Thursday, November 12, 2009

KAZAN


So it's been awhile since my last post. Been a crazy month working and traveled to California and back for a video job. Fortunately, before I left I went to see On The Waterfront at the Film Forum with a good friend. The experience was so awesome that it kept me going during the grueling West coast gig. I've seen the film many times, but never on the big screen. My father used to speak so highly of it when I was a kid and so when I finally reached the right time in my life I began watching films that I remembered my father talking about. On The Waterfront stood out among them, just as he described. Sometimes I wish my father was still around to discuss things with. God damn it that really stinks, but at least I'm able to check the shit out here in NYC.

Everything about that film is intense and so well crafted. Superb script. Superb acting. Superb cinematography. Superb score by Leonard Bernstein and so on.

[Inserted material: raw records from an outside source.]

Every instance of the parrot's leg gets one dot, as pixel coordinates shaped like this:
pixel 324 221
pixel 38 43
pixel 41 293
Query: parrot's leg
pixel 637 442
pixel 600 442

And, of course, Kazan's direction is without a doubt an historical moment in cinema. I won't get into all that McCarthy era crap as I prefer to think about the work, since that is what survives in the end.

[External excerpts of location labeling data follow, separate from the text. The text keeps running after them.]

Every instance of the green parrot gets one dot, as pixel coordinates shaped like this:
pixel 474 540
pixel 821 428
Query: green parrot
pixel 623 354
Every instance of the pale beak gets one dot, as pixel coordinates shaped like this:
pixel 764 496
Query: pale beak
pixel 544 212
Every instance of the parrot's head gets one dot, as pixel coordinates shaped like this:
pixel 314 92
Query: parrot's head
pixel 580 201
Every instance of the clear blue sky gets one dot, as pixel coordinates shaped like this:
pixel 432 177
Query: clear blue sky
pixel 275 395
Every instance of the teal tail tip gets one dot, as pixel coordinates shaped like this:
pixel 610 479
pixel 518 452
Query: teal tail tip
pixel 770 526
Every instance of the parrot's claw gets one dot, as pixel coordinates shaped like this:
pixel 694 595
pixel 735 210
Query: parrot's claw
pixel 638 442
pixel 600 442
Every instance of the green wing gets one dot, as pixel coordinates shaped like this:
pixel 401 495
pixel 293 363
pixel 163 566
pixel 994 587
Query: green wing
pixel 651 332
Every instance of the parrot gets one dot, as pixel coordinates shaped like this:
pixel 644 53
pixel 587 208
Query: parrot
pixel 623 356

In the early 50s there was quite a bit of greatness going on in American cinema...Sunset Boulevard comes to mind as a masterpiece. Billy Wilder was able to work that Hollywood machine and the production value of that film shows it.

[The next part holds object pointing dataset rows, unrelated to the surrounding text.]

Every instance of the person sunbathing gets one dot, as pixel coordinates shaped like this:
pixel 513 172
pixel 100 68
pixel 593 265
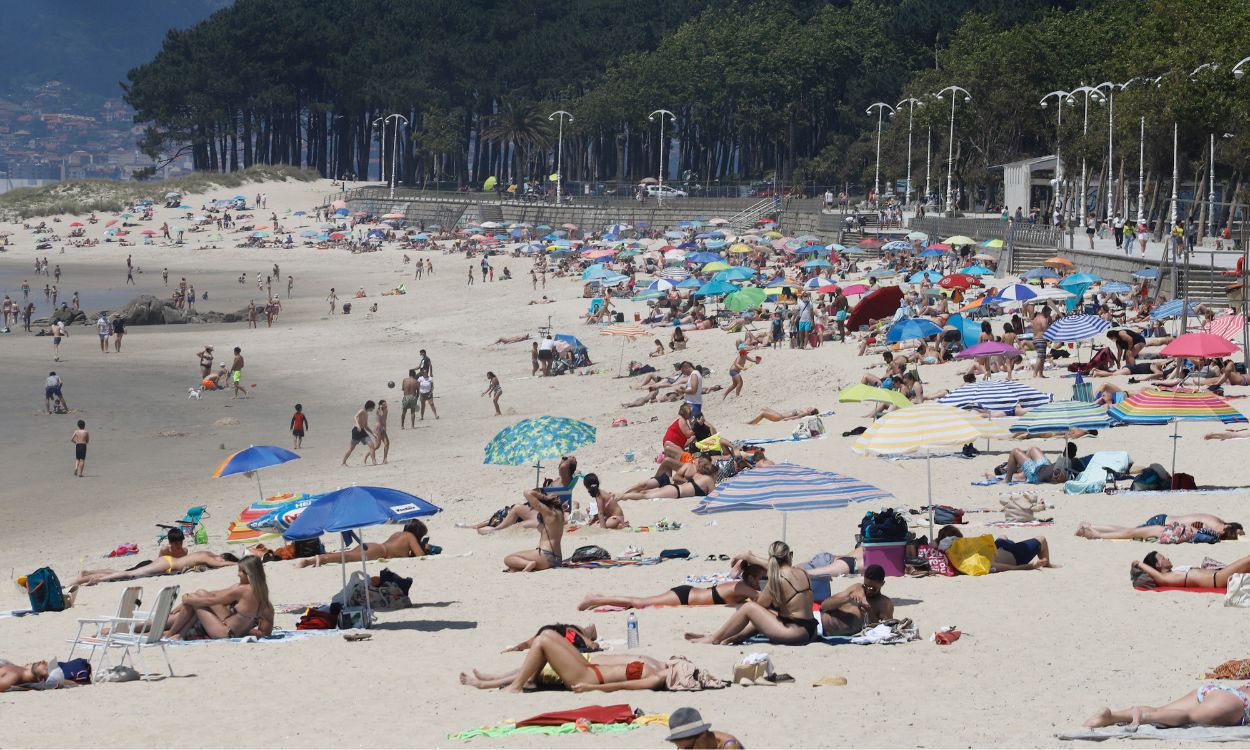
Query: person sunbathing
pixel 243 609
pixel 546 555
pixel 858 606
pixel 408 543
pixel 1210 705
pixel 774 415
pixel 781 613
pixel 730 593
pixel 606 674
pixel 163 565
pixel 1175 529
pixel 699 485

On The Waterfront, however, is a gritty portrayal of life on the docks in the mob controlled union. Most of us know the picture so I don't need to go into details. I only need to express my gratitude that the picture exists. The black and white pictures are so fucking slamming to look at. I miss black and white sometimes. Although I love color I feel that black and white often leaves things more open for interpretation and my brain connects with this.

It is undoubtedly a powerful piece with many levels of expression and I think it is even better than Streetcar Named Desire. Streetcar is also an amazing movie, but for me On The Waterfront goes down as that all encompassing marriage of human art forms that make for a truly sincere and deeply moving film.